The system is designed to review decisions that have been made, that if there is a mistake in the fundamental engineering analysis, they can criticize it, but they can't uncover it at the other layers, which would mean that you would need another kind of system to detect that, such as outsiders who bring fresh eyes to a project on a regular basis. The Aerospace Safety and Advisory Panel was very effective during the years of Challenger, with the exception of the fact that their charter kept them coming for visits perhaps 30 times a year. So it was impossible for them to track all the problems; and at that point when Challenger happened, they were not aware of the O-ring erosion and the pattern that was going on.

ADM. GEHMAN: I'm still trying to understand the principles here. It seems to me that in a very, very large, complex organization like NASA is, with a very, very risky mission, some decisions have to be taken at middle-management levels.
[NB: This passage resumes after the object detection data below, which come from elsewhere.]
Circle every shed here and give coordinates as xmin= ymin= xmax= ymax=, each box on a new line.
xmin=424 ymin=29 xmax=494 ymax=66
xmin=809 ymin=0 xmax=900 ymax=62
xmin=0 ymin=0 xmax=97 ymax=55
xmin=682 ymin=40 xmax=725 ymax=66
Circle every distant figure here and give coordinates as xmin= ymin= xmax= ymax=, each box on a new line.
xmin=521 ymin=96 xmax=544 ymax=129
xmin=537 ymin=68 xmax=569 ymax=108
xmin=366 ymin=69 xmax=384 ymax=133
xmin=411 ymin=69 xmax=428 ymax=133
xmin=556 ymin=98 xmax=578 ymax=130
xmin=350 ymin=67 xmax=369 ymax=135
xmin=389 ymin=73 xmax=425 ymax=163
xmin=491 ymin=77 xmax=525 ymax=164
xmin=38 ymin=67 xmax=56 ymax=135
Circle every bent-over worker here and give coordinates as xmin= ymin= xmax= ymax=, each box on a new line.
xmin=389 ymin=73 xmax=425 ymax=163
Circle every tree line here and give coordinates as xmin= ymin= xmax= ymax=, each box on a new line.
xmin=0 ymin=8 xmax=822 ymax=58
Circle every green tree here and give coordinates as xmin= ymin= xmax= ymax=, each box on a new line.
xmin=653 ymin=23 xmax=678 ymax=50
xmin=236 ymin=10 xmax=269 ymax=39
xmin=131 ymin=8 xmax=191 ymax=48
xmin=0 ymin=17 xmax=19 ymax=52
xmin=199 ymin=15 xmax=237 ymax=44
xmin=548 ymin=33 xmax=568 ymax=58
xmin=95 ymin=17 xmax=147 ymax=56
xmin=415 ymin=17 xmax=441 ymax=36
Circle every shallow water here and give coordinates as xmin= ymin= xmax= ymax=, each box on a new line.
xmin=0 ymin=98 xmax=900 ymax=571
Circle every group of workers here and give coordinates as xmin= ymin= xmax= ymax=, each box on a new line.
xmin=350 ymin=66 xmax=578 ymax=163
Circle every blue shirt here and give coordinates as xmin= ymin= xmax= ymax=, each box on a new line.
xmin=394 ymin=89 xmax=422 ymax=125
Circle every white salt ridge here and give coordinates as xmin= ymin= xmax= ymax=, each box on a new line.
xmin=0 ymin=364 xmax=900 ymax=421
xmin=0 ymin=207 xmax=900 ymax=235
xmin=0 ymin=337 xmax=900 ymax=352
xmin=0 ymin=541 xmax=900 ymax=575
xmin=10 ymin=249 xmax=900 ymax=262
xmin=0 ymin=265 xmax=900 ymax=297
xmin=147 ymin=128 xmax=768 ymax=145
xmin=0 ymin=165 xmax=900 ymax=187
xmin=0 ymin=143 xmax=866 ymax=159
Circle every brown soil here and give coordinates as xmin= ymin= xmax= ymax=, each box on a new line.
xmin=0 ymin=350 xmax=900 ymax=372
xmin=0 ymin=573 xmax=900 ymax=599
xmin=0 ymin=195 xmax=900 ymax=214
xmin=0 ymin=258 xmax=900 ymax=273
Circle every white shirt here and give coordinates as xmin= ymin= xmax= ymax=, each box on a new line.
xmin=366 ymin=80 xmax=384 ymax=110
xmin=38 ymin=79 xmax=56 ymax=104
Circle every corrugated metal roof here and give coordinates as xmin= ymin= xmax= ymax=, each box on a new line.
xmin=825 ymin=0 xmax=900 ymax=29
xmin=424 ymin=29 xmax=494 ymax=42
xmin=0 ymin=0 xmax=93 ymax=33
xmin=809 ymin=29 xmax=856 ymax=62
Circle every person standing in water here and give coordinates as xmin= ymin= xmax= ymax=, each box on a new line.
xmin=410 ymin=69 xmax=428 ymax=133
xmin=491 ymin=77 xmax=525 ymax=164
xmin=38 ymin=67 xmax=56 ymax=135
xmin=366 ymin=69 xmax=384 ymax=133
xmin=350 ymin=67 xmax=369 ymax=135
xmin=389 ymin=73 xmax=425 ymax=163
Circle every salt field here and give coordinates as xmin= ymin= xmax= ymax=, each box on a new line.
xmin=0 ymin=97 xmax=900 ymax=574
I mean, not every decision and not every problem can be raised up to the top and there must be a process by which the Level 2, Level 3, and Level 4, that the decisions are taken, minority views are listened to, competent engineers weigh these things, and then they take a deep breath and say, okay, we've heard you, now we're going to move on. Then they report up that they've done their due diligence, you might say.

I'm struggling to find a model, an organizational model in my head, when you've got literally thousands and thousands of these decisions to make, that you can keep bumping them up higher in the organization with the expectation that people up higher in the organization are better positioned to make engineering decisions than the engineers. I mean, you said yourself, "Hindsight is perfect." We've got to be really careful about hindsight, and I'm trying to figure out what principles to apply.

We as a board are certainly skittish about making organizational changes to a very complex organization for fear of invoking the law of unintended consequences. So I need to understand the principles and I'm trying to figure out a way that I can apply your very useful analysis here and apply it to find a way to figure out what the principles are we ought to apply to this case. So the part that I'm hung up on right now is how else can you resolve literally thousands of engineering issues except in a hierarchical manner in which some manager, he has 125 of these and he's sorted through them and he reports to his boss that his 125 are under control. I don't know how to do that.

DR. VAUGHAN: Well, two things. First, somehow or other in the shuttle program, there is a process by which, when a design doesn't predict an anomaly, it can be accepted. That seems to me to be a critical point, that if this is not supposed to be happening, why are we getting hundreds of debris hits, if it wasn't supposed to happen at all. It's certainly true that in a program where technical problems are normal, you have to set priorities; but if there is no design flaw predicted, then having a problem should itself be a warning sign, not something that is taken for granted.

The idea is to spot little mistakes so that they don't turn into big catastrophes, which means spotting them early on. Two things. And one I'm certain that NASA -- maybe both of them -- that NASA may be very aware of is the fact that engineers' concerns need to be dealt with. I can understand the requirement for hard data. But what about the more intuitive kinds of arguments? If people feel disempowered because they've got a hunch or an intuition and let somebody else handle it because they feel like they're going to be chastised for arguing on the basis of what at NASA is considered subjective information, then they're not going to speak up. So there need to be channels that assure that, even giving engineers special powers if that's what's necessary.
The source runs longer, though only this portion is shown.